Precise and sensitive detection of non-hemolytic enterotoxin based on recombinant antibody: Lateral flow immunochromatography assays and exploring recognition mechanisms.

J Hazard Mater

State Key Lab of Food Science and Technology, School of Food Science and Technology, Jiangnan University, Wuxi, Jiangsu 214122, PR China.

Published: March 2025

Bacillus cereus (B. cereus), an important foodborne pathogen, can produce multiple enterotoxins. It is essential to detect food with enteropathogenic potential as rapidly and accurately as possible to ensure food safety. In this study, the recombinant antigen non-hemolytic enterotoxin A (Nhe A) was expressed, purified, and then used to immunize mice to obtain monoclonal antibodies (mAbs). Furthermore, double-antibody sandwich enzyme-linked immunosorbent assay (DAS-ELISA) based on paired mAbs 5C1-8G7 was established to detect Nhe A with limits of detection (LOD) of 0.35 ng/mL in milk samples. Then, the variable region of the heavy-chain (VH) and light-chain (VL) genes of mAbs 5C1, 8G7, and 13E12 were amplified, sequenced, and inserted into expression vectors.

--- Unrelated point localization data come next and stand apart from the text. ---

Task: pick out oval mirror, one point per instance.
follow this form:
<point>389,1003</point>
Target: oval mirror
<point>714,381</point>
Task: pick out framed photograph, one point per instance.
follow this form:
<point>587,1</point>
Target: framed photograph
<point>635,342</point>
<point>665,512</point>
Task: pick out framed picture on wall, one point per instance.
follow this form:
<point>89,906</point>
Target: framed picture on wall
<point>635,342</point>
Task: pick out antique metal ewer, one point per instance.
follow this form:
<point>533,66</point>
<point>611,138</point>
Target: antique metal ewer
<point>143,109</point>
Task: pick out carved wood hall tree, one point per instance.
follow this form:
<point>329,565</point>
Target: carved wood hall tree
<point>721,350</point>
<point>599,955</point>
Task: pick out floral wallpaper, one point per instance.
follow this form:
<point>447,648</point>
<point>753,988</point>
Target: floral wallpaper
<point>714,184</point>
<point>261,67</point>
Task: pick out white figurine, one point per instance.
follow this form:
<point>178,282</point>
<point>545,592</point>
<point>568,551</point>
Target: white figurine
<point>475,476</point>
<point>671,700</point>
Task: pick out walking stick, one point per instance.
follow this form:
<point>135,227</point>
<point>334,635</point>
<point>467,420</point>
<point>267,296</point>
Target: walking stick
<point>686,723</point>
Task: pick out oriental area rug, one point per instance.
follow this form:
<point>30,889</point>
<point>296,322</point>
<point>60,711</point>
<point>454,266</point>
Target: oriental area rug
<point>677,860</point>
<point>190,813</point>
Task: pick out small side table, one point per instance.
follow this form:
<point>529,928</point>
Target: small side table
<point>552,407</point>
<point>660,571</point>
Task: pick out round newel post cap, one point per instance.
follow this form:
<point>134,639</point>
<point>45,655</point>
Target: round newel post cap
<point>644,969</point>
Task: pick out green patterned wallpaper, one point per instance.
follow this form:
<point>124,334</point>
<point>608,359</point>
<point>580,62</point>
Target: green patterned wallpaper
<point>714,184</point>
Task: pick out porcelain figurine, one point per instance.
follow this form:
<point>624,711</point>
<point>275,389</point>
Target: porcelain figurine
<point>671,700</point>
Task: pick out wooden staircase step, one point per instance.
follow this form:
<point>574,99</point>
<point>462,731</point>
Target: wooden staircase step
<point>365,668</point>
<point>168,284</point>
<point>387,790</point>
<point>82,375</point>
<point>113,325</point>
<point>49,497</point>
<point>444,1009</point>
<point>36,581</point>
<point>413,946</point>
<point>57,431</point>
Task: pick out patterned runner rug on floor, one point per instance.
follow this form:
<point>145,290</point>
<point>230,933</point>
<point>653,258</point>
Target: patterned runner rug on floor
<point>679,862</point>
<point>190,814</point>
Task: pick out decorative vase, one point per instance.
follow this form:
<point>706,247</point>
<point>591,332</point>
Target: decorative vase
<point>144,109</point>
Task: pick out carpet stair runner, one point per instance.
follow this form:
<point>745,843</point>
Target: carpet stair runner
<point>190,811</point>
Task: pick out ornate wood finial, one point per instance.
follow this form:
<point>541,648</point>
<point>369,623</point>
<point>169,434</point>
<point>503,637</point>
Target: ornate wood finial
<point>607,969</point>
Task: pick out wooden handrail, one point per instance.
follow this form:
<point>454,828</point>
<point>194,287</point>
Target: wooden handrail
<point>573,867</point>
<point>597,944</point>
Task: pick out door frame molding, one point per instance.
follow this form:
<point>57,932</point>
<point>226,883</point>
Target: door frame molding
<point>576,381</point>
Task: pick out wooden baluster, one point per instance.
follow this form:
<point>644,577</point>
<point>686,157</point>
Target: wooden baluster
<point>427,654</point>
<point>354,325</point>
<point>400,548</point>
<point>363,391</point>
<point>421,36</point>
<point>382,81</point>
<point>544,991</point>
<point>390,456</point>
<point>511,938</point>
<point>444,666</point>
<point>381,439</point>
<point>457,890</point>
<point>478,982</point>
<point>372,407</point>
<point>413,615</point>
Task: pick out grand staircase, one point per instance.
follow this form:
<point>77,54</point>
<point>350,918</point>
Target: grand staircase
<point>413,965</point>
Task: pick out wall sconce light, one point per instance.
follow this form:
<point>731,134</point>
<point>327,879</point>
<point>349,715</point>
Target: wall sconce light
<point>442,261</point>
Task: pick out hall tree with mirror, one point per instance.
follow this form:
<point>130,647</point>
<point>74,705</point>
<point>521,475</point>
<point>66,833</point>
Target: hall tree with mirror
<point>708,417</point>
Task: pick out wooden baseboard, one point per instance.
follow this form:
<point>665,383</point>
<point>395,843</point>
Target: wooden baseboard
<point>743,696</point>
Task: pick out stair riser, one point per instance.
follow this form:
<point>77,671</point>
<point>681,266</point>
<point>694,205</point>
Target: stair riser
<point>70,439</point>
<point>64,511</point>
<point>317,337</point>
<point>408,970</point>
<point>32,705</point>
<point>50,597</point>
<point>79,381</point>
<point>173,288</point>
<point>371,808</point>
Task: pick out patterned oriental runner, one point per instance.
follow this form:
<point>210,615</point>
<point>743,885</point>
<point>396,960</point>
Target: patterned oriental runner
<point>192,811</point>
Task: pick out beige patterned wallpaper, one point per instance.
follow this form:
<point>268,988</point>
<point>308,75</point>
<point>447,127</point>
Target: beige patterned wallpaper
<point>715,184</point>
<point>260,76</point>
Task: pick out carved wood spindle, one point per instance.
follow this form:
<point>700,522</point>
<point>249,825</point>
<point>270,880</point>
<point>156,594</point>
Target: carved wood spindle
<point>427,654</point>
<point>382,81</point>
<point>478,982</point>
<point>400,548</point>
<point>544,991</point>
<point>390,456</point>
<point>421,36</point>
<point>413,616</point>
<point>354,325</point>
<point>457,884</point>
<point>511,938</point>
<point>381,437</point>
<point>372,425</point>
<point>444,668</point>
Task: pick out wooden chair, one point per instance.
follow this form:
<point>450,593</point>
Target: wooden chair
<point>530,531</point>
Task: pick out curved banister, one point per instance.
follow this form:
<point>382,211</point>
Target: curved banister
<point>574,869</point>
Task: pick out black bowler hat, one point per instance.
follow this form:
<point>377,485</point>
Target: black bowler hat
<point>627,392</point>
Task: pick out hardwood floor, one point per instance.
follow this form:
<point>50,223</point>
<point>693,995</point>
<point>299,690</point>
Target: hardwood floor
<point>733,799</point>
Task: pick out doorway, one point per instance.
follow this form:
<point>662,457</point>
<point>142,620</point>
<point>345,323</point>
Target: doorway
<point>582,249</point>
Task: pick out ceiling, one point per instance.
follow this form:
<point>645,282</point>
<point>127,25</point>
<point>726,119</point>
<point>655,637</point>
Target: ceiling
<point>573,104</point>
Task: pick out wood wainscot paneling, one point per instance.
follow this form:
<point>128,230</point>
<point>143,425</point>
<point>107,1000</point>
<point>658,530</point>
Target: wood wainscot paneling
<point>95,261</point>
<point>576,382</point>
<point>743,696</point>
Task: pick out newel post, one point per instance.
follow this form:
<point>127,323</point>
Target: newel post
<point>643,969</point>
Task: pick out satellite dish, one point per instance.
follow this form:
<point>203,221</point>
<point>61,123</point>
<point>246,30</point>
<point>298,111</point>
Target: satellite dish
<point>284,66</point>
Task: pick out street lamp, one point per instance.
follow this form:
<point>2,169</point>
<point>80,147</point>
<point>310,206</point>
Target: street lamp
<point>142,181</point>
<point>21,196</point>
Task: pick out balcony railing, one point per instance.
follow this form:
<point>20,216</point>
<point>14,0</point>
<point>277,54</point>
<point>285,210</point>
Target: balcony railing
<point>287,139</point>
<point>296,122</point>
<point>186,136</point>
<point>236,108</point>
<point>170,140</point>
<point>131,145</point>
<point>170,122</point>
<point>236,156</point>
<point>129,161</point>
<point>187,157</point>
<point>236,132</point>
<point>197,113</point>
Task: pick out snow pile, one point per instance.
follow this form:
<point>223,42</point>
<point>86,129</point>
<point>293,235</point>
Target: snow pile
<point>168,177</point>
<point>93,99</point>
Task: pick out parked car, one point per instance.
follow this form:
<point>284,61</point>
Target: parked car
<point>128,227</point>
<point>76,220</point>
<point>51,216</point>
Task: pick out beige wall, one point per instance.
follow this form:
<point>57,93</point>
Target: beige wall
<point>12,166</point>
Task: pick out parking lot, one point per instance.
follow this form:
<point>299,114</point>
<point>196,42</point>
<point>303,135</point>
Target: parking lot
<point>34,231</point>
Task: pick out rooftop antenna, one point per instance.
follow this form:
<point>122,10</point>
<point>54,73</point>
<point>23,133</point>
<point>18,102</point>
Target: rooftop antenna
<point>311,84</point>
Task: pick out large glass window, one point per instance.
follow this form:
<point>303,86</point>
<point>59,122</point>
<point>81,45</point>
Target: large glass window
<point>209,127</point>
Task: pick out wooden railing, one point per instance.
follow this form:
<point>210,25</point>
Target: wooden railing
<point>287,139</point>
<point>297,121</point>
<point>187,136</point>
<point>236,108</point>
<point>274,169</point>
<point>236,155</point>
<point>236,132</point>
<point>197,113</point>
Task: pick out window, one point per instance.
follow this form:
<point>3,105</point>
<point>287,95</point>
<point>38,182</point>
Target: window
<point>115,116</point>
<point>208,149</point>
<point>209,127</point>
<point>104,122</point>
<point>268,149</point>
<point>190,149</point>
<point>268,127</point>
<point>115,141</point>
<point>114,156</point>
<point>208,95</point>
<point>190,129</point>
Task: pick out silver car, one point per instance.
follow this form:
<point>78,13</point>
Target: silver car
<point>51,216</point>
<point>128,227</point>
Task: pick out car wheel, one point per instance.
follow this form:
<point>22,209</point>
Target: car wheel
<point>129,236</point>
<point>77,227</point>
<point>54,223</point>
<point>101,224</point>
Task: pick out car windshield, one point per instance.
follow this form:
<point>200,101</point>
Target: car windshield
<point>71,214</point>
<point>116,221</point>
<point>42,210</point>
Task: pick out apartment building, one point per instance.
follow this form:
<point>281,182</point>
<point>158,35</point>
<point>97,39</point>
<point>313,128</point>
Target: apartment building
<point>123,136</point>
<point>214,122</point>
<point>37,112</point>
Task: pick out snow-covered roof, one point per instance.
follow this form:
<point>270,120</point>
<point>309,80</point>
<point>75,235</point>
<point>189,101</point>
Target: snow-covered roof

The highest yield of recombinant antibodies (rAbs) was achieved when the ratio of heavy- to light-chain plasmids was 1:1.5, and the highest antibody production reached 100 mg/L. Next, lateral flow immunochromatography assays (LFIA) were constructed to detect Nhe A in milk and vegetables with the cLOD of 2.6, and 3.28 ng/mL. Additionally, molecular docking and molecular dynamics (MD) simulation revealed that hydrogen bonds played important roles in the antigen-antibody interaction. Overall, the platform demonstrated its suitability for detecting B. cereus in food samples.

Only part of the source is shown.